OT: git or hg? Why?

So, colleagues… which DVCS wins for you? Why? Why would choosing the other one be a major mistake?

Tell us your tales… No votes for P4 or CVS allowed. Just git and hg, please.

Peter
OSR
@OSRDrivers

well that is actually a ridiculous question. mercurial is a dead end. It has been superseded by git. hg would be an imposed legacy code base requirement, like the awful p4, not a choice.

In other words: use the git, luke.

Oh and git is pretty fabulous, although it does take a while to git the hang of it. Plus there are a wealth of resources out there for hosting your repos in the cloud, for hosting them internally, of integrating your SCCS with code review, bug tracking, agile development, automated building and testing, and automated deployment if the spirit moves you.

I’ve used both in professional environments. The two are remarkably similar. I worked with Hg before Git, so there are some aspects of Git that I feel annoyances about.

Mark’s statements are very much in line with my opinions.

I’m not a big fan of git submodules though.

My 2p: if you don’t know what you’re doing, you’ll be doing it wrong with Git. You’ll be hating it. But then you’ll read documentation, will stop worrying and learn to love The Bloody Git.

Also, Git in Visual Studio is very handy for most of use. Doesn’t support some exotic (and possibly useful) new features, though, such as “git worktree” command. Don’t know if it supports submodules.

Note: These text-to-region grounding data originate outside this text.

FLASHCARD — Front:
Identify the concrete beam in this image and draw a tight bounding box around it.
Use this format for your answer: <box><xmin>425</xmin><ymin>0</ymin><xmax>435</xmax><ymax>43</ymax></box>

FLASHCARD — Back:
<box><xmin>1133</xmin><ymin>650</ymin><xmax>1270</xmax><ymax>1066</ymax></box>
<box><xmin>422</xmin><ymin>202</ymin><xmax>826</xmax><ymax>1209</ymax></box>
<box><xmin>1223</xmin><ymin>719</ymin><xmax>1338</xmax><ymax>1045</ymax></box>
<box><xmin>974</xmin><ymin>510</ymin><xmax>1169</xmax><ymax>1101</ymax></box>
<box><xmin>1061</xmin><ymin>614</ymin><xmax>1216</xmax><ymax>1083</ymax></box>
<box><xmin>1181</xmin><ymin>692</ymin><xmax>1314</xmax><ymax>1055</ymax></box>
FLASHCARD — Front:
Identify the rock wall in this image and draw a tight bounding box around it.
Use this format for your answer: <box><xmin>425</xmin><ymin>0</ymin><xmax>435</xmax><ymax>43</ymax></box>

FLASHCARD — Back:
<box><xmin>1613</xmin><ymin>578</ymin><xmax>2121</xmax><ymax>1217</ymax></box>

Well… overstatement much? But, point taken.

I just read a quote that called hg “the Betamax of DVCSs” which I liked…

P

I moved from P4 to Git over the very bumpy road of migrating the P4 databases with GitFusion (now surely called something else).

After about six months of bitching that ?Git sucks? and ?Git is stupid? my brain slowly rewired to actually understand the thing and now after a few years I cannot remember how we ever got along with CVS, SVN, P4, or (shudder) ClearCase. Don?t get me wrong, I loathed ClearCase, tolerated CVS, liked SVN, and really liked P4. But they were all essentially the same thing from a ?how you work with them?.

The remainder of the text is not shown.